After more than 100 applications, I started noticing patterns that didn’t make sense. The same companies reposting the same jobs every day. Listings with hundreds of applicants that never seemed to close. Automated responses, but no real follow-up.
At some point, it felt like I wasn’t applying for jobs anymore, but feeding a system. Resumes parsed by algorithms, filtered by keywords, reduced to a score. No human interaction, just signals and pipelines.
Then came the interviews. Weeks between each round. The same algorithmic problems, disconnected from real-world work. The kind of questions that reward practice, not experience.
I started questioning everything. Not just the process, but how developers are evaluated today.
It feels like the system is optimized to filter people out, not to find the best ones.
I don’t think I can fix it. But I had to adapt to it.
Curious if others here have experienced the same thing recently.
Btw this is happening now in Canada, so I guess it s the same in the US.
What was effective was advertising my availability on LinkedIn, Indeed, and Dice, and waiting for recruiters to contact me. In other words in the current environment passive options were far more effective than active searches - the process is definitely upside down.
The only alternative approach was knowing someone at the company and in a similar role, making a referral. Unfortunately that is often a limited opportunity pool for most people.
In my case I am a government contractor so candidates will not even be considered unless they exceed nearly all points of the job requirements. No exceptions.
Also it used to be all about tech stacks and tool trends. As software employment continues to shrink that is also going away. It’s more about skills and experience on a given platform or family of languages than a tool or framework.

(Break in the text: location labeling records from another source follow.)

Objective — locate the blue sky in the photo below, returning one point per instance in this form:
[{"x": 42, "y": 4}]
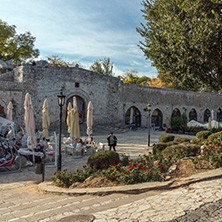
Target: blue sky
[{"x": 83, "y": 30}]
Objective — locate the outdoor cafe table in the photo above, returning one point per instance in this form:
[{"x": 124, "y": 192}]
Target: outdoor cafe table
[{"x": 27, "y": 152}]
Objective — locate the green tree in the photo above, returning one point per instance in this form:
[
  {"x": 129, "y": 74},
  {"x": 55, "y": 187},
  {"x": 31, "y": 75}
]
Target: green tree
[
  {"x": 103, "y": 66},
  {"x": 16, "y": 47},
  {"x": 56, "y": 61},
  {"x": 183, "y": 38},
  {"x": 131, "y": 77}
]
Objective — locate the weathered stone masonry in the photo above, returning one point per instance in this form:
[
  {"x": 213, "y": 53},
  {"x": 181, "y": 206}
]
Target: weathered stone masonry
[{"x": 110, "y": 97}]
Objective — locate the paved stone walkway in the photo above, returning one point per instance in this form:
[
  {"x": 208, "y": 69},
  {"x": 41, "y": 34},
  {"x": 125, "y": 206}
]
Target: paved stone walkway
[{"x": 21, "y": 201}]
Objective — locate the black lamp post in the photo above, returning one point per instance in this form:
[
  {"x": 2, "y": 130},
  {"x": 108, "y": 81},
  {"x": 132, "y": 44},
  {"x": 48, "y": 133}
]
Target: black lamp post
[
  {"x": 148, "y": 108},
  {"x": 61, "y": 101}
]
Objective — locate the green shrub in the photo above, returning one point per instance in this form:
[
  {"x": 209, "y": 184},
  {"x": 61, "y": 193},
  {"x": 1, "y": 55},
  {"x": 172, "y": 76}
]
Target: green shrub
[
  {"x": 157, "y": 148},
  {"x": 203, "y": 134},
  {"x": 214, "y": 136},
  {"x": 176, "y": 152},
  {"x": 65, "y": 178},
  {"x": 166, "y": 138},
  {"x": 181, "y": 140},
  {"x": 103, "y": 159},
  {"x": 177, "y": 124},
  {"x": 124, "y": 160}
]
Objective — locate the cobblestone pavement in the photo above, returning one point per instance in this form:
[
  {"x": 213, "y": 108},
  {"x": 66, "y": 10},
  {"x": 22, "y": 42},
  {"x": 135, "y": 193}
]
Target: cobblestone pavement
[
  {"x": 21, "y": 201},
  {"x": 208, "y": 212},
  {"x": 170, "y": 205}
]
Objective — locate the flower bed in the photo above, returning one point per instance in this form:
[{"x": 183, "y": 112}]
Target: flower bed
[{"x": 150, "y": 167}]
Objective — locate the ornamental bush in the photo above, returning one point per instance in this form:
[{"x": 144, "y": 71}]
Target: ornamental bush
[
  {"x": 158, "y": 148},
  {"x": 65, "y": 178},
  {"x": 139, "y": 171},
  {"x": 103, "y": 159},
  {"x": 173, "y": 153},
  {"x": 214, "y": 136},
  {"x": 181, "y": 140},
  {"x": 166, "y": 138},
  {"x": 203, "y": 135}
]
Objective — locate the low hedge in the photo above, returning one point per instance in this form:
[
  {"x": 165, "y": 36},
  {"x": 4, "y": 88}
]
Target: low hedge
[
  {"x": 103, "y": 159},
  {"x": 203, "y": 134},
  {"x": 166, "y": 138},
  {"x": 158, "y": 148},
  {"x": 181, "y": 140}
]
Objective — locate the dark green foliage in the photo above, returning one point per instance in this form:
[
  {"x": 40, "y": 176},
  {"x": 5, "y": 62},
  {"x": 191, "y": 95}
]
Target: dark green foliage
[
  {"x": 203, "y": 134},
  {"x": 16, "y": 47},
  {"x": 177, "y": 124},
  {"x": 184, "y": 41},
  {"x": 214, "y": 136},
  {"x": 166, "y": 138},
  {"x": 157, "y": 148},
  {"x": 103, "y": 159},
  {"x": 124, "y": 160},
  {"x": 182, "y": 140}
]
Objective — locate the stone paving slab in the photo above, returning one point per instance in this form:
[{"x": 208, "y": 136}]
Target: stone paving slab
[{"x": 127, "y": 189}]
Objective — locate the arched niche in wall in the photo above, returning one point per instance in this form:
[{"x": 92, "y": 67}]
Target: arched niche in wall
[
  {"x": 219, "y": 115},
  {"x": 206, "y": 115},
  {"x": 81, "y": 106},
  {"x": 2, "y": 113},
  {"x": 193, "y": 114},
  {"x": 157, "y": 118},
  {"x": 176, "y": 113},
  {"x": 136, "y": 116}
]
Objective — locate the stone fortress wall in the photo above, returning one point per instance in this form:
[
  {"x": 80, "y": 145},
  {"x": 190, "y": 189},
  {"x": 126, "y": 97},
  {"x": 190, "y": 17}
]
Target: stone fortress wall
[{"x": 111, "y": 99}]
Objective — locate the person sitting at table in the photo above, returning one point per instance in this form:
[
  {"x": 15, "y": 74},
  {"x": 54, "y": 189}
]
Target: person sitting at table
[
  {"x": 39, "y": 146},
  {"x": 79, "y": 147},
  {"x": 13, "y": 141},
  {"x": 6, "y": 158},
  {"x": 19, "y": 141}
]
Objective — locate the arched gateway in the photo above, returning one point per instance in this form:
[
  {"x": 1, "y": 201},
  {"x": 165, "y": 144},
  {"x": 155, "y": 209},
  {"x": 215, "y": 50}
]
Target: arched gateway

The upside to this is that while positions continue to shrink the expectations and salaries appear to be going up proportionally.

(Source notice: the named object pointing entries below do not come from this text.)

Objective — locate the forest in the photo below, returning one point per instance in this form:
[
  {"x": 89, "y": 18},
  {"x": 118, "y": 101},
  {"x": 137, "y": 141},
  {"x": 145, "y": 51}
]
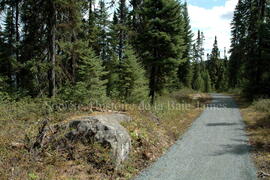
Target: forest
[{"x": 84, "y": 51}]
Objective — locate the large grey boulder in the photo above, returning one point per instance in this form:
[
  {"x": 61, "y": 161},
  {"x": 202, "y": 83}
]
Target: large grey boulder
[{"x": 105, "y": 129}]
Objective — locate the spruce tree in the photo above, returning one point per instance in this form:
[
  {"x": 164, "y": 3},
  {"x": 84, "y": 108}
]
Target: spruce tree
[
  {"x": 102, "y": 23},
  {"x": 238, "y": 44},
  {"x": 133, "y": 86},
  {"x": 161, "y": 41},
  {"x": 90, "y": 85},
  {"x": 185, "y": 71},
  {"x": 214, "y": 65},
  {"x": 207, "y": 81}
]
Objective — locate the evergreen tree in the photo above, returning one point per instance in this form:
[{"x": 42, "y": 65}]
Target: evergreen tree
[
  {"x": 90, "y": 86},
  {"x": 112, "y": 68},
  {"x": 122, "y": 27},
  {"x": 132, "y": 81},
  {"x": 207, "y": 82},
  {"x": 162, "y": 29},
  {"x": 238, "y": 44},
  {"x": 185, "y": 71},
  {"x": 214, "y": 65},
  {"x": 102, "y": 23}
]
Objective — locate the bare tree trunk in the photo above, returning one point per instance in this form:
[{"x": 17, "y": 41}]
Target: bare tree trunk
[
  {"x": 73, "y": 58},
  {"x": 17, "y": 40},
  {"x": 52, "y": 48}
]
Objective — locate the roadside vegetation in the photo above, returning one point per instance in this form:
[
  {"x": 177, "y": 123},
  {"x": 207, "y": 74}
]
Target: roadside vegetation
[
  {"x": 256, "y": 115},
  {"x": 153, "y": 130}
]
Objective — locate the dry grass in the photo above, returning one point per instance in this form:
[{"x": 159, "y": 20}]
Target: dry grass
[
  {"x": 153, "y": 131},
  {"x": 257, "y": 118}
]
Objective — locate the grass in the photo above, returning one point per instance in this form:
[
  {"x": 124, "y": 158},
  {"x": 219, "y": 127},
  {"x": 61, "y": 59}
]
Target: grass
[
  {"x": 257, "y": 118},
  {"x": 153, "y": 130}
]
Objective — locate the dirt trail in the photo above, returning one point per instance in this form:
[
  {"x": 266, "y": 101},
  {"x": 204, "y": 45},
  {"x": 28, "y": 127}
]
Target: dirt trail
[{"x": 215, "y": 148}]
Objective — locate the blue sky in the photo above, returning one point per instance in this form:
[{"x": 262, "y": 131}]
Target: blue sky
[
  {"x": 213, "y": 17},
  {"x": 207, "y": 3}
]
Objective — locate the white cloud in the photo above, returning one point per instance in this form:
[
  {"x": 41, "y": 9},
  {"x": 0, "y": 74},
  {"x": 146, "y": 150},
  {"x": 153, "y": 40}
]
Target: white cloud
[{"x": 213, "y": 22}]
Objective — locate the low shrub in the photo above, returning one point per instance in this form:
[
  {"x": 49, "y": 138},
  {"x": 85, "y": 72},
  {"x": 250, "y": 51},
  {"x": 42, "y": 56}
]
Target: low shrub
[{"x": 262, "y": 105}]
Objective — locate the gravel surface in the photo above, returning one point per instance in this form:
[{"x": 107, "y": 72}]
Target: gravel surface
[{"x": 215, "y": 148}]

There is also no rule in general that a company can’t make a contractor a permanent employee.
I’m mostly focused on software full-stack, backend, automation, and building products.
The problem in my case is that I’m too passionate about it. I was so committed to web and software development that I don’t really have easily transferable skills outside of it.
I’m currently training for some certifications, but I still feel like it’s not the best use of my time.
I just landed a consulting gig installing network hardware. I'm a full stack web dev like yourself. I did a web project for them before they asked about this one.
I'm simply the only technical person they know.
Thankfully, the network requirements are simple enough I could confidently agree.
Your last five years just have job titles and nothing about what you did and you have a lot of short job stints.
Every job application for a “generic” skillset literally gets 100s of applicants within the first few hours. What is your “unfair advantage”?
Are you looking for someone that would stay for 20 years?
The market rates were going up(and inflation going up more), people would ask their employers for an increase in compensation and get denied with broken promises. They'd wait to see if those promises go anywhere and then realize it's not going to happen so decide to change employers(and their employers act shocked).
Similarly, employment conditions were deteriorating and burn out spreading. People would ask their employers for a change in conditions such as hiring more staff and get denied with broken promises. They'd wait and well, see above.
On the other side of the spectrum, there were some with over 10 years of experience at the same place and lacked the knowledge of anything outside their employer's bubble. Their manager changed or redundancies started or something triggers and now they have to look elsewhere with their "loyalty" meaning nothing except being a detriment.
I think 3-4 years is a much better signal.
team lead / full stack / frontend , reactjs , nodejs , reactnative
It feels that way because it is that way.
Why would someone want to find the best person when most jobs don’t require the best person?
If you are just spamming ATSs instead of using your network or reaching out to targeted companies, it’s always been a shit show
Can you elaborate?
There all sorts of path dependent specialties that people have that let them stand out.